RALEIGH - I once heard a priest remind parishioners that being faithful to religious teaching is tough. There are truths we’d rather avoid, and sometimes we have to swallow some horse pills along the way, he said. He pointed to the pesky requirement to forgive others when we’d rather indulge our emotion and hold a grudge.
I use those words of wisdom as a guidepost to my beliefs, whether religious, political, or constitutional. They were just what I needed last month when I learned the U.S. 9th Circuit Court of Appeals had overturned the Stolen Valor Act, which made it a crime to lie about having earned a high military service medal or badge.
My heart is with the 2006 Act. I take offense at that kind of self-aggrandizing claim. My husband is a Navy veteran, and I once worked for a company whose top executive was exposed as a liar for claiming to have been a decorated fighter pilot in Korea. My gut says throw the book at people who cavalierly attach themselves to men and women of honor.
My head, however, is with the ruling written by Judge Alex Kozinski. It stands on the principle of free speech as guaranteed in the First Amendment to the U.S. Constitution, a fundamental tenet of who we are as Americans. The judge wrote that even lies are protected speech, and for good reason. "Without the robust protections of the 1st Amendment, the white lies, exaggerations and deceptions that are an integral part of human intercourse would become targets of censorship," Judge Kozinski wrote.
In other words, rulings like this one are the horse pill we must swallow to prevent censorship, even when the speech in question is deplorable or emanates from unsavory characters.
I played the same tug-of-war between principle and emotion when the U.S. Supreme Court ruled that the peaceful but hate-filled protests of the funerals of U.S. soldiers by members of the Kansas-based Westboro Baptist Church are constitutionally protected speech.
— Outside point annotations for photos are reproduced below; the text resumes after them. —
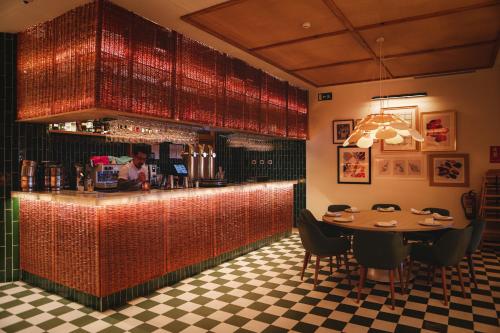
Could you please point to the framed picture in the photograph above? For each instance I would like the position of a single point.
(354, 165)
(410, 167)
(410, 115)
(439, 130)
(342, 129)
(449, 170)
(494, 154)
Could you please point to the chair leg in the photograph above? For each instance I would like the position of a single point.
(347, 268)
(316, 270)
(459, 271)
(391, 279)
(400, 273)
(307, 256)
(410, 269)
(362, 277)
(471, 270)
(443, 279)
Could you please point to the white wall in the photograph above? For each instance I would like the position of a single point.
(475, 97)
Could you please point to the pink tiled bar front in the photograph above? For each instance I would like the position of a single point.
(102, 244)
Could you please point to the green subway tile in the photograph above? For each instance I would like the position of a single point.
(8, 245)
(8, 221)
(15, 257)
(15, 209)
(15, 233)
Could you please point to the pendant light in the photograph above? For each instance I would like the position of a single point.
(388, 127)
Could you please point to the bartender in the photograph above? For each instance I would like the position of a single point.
(135, 173)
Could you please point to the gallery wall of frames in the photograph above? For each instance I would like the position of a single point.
(431, 159)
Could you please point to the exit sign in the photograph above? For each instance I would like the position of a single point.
(325, 96)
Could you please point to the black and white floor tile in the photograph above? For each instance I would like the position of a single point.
(262, 292)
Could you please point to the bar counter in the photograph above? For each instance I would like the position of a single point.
(107, 248)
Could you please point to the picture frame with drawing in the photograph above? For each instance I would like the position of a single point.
(353, 165)
(439, 130)
(410, 115)
(342, 129)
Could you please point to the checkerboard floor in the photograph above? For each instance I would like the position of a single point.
(262, 292)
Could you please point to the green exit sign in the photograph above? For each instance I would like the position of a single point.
(325, 96)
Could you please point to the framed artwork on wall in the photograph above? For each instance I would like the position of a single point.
(439, 130)
(410, 167)
(342, 129)
(449, 170)
(410, 115)
(354, 165)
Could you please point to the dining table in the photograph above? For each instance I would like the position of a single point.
(379, 221)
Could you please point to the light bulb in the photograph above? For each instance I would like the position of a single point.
(395, 140)
(365, 141)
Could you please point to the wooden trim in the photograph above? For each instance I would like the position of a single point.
(429, 15)
(189, 20)
(355, 34)
(299, 40)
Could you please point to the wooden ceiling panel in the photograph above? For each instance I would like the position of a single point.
(366, 12)
(450, 60)
(316, 52)
(256, 23)
(339, 74)
(442, 31)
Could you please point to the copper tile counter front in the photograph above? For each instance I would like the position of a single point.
(103, 244)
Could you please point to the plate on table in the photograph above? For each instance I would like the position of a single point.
(442, 217)
(386, 224)
(430, 224)
(421, 212)
(343, 219)
(335, 214)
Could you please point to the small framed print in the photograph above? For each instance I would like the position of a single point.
(494, 154)
(409, 167)
(342, 129)
(410, 115)
(449, 170)
(439, 130)
(354, 165)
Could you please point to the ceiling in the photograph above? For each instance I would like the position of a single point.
(422, 37)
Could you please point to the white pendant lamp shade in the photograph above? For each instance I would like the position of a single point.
(388, 127)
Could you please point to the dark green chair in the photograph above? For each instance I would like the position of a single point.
(477, 234)
(377, 206)
(428, 236)
(449, 249)
(338, 208)
(380, 250)
(318, 244)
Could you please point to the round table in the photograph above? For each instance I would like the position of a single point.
(407, 222)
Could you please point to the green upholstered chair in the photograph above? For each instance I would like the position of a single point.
(377, 206)
(316, 243)
(380, 250)
(428, 236)
(477, 234)
(338, 208)
(448, 250)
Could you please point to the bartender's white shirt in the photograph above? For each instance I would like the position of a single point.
(130, 172)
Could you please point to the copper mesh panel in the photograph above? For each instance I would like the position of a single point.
(273, 106)
(36, 238)
(131, 244)
(76, 247)
(190, 230)
(196, 82)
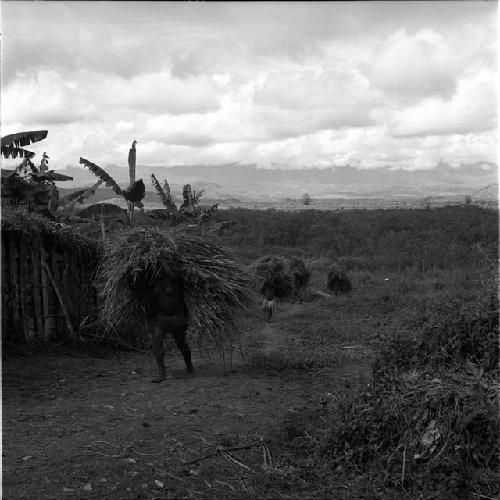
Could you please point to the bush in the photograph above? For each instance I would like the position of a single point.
(337, 281)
I’ve talked to a Westboro member, and the hair stood up on my arms at the bigotry and vulgarity she spewed. That’s why I cringed at the Supreme Court ruling, and my heart ached for the targeted families.
In my head, however, I knew the decision was correct and grounded in the freedom of speech guaranteed every American, with few exceptions. Wrote Chief Justice John Roberts: "Speech is powerful. It can stir people to action, move them to tears of both joy and sorrow, and – as it did here – inflict great pain."
Officials at UCLA joined me in swallowing a horse pill last month for a case on their own campus. UCLA student Alexandra Wallace’s YouTube video "Asians in the Library" made her an online star – and the subject of a disciplinary investigation by the university – for her disparaging remarks about Asians on campus. Thousands viewed the video rant, and UCLA was itching to crack down on Wallace.
That is, until the Foundation for Individual Rights in Education and others reminded the university of its obligation as a public institution to uphold student speech rights, even when they’re distasteful and politically incorrect. UCLA rightly dropped its investigation. Wallace apologized and, in a disturbing twist, reportedly left the university after receiving death threats.
FIRE President Greg Lukianoff said of UCLA’s decision: "The cure for ‘bad’ speech is ‘better’ speech, and the outpouring of parody and criticism of Wallace’s video demonstrates once again that our nation’s First Amendment tradition of vigorous discourse is the best way to handle speech controversies."
Sometimes neither "better" speech nor a court fight resolves the speech dispute. Take the protracted fight between the Town of Cary and resident David Bowden, who believes Cary damaged his home during construction work. He showcased his displeasure on a giant sign erected on his house: "Screwed By the Town of Cary." Bowden sued Cary over its threat to impose fines unless he removed the sign. A U.S. District Court judge ruled Cary violated Bowden’s speech rights with that move.
But it’s not over. Cary has asked the judge to reconsider, and Bowden has erected a second sign: "Still screwed by the Town of Cary – Come see some of Cary’s finest engineering and construction work – Guided tours available – Oh, by the way, now I have lung cancer – but remember I put up a good fight."
I confess I wouldn’t relish seeing Bowden’s signs in my neighborhood, but we must reject the urge to censor and vigorously protect his right – and the right of all Americans – to speak.